In sea water, drag can be decomposed into two different forms: skin friction and pressure drag.
1. Skin friction: just like other frictional forces, skin friction is a consequence of the relative movement between the surface of the organisms and its fluid environment. Under conditions of low Re, where viscous forces dominate, the skin friction is apparent and is more important, although it is also present under high Re conditions.
2. Pressure drag: pressure drag is a result of the pressure difference in front of, and behind, an organism. Incidentally, the shape that has the lowest pressure drag coefficient is a hollow hemisphere oriented in the direction of fluid flow. In the oceanic environment plants and settled animals have bodies that are soft and flexible in order to minimize the effects of pressure drag.

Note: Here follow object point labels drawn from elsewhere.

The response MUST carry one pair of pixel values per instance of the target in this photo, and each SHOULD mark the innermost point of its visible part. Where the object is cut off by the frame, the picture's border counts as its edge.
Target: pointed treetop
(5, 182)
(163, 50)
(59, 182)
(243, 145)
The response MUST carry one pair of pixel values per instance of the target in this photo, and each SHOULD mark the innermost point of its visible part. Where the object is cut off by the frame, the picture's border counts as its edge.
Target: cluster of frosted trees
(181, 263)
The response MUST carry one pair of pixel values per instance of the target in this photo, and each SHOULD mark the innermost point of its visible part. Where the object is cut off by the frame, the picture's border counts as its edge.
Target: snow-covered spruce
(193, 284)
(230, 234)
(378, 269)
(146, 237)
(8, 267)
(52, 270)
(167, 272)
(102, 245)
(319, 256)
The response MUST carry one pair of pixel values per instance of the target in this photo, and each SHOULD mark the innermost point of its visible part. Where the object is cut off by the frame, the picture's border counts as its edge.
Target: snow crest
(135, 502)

Besides being soft and flexible, organisms have other methods to minimize drag.
- Smooth skin: dolphins have little tear drops in their skin which traps some water so water flows over the water that is trapped. The skin feels soft and flaky and sheds every two hours. This helps dolphins swim through the sea water at high speed.
- Shark skin: the surface of shark skin is covered with tiny 'teeth' or dermal denticles. The shape and positioning of these denticles varies across the shark's body, altering the flow of water in a way to minimize form drag.
- Barracuda skin: Barracuda have hundreds of skin conduits which force the fluid flows to follow the parallel tubes and become laminar. Again, this arrangement decreases water drag.